PMCID: PMC5544392  PMID: 28757204

Abstract

Vitamin D insufficiency is common, correctable, and influenced by genetic factors, and it has been associated with risk of several diseases. We sought to identify low-frequency genetic variants that strongly increase the risk of vitamin D insufficiency and tested their effect on risk of multiple sclerosis, a disease influenced by low vitamin D concentrations. We used whole-genome sequencing data from 2,619 individuals through the UK10K program and deep-imputation data from 39,655 individuals genotyped genome-wide. Meta-analysis of the summary statistics from 19 cohorts identified in CYP2R1 the low-frequency (minor allele frequency = 2.5%) synonymous coding variant g.14900931G>A (p.Asp120Asp) (rs117913124[A]), which conferred a large effect on 25-hydroxyvitamin D (25OHD) levels (−0.43 SD of standardized natural log-transformed 25OHD per A allele; p value = 1.5 × 10−88).

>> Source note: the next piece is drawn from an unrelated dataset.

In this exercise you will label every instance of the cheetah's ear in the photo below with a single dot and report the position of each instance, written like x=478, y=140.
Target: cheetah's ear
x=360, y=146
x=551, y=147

The effect on 25OHD was four times larger and independent of the effect of a previously described common variant near CYP2R1. By analyzing 8,711 individuals, we showed that heterozygote carriers of this low-frequency variant have an increased risk of vitamin D insufficiency (odds ratio [OR] = 2.2, 95% confidence interval [CI] = 1.78–2.78, p = 1.26 × 10−12). Individuals carrying one copy of this variant also had increased odds of multiple sclerosis (OR = 1.4, 95% CI = 1.19–1.64, p = 2.63 × 10−5) in a sample of 5,927 case and 5,599 control subjects. In conclusion, we describe a low-frequency CYP2R1 coding variant that exerts the largest effect upon 25OHD levels identified to date in the general European population and implicates vitamin D in the etiology of multiple sclerosis.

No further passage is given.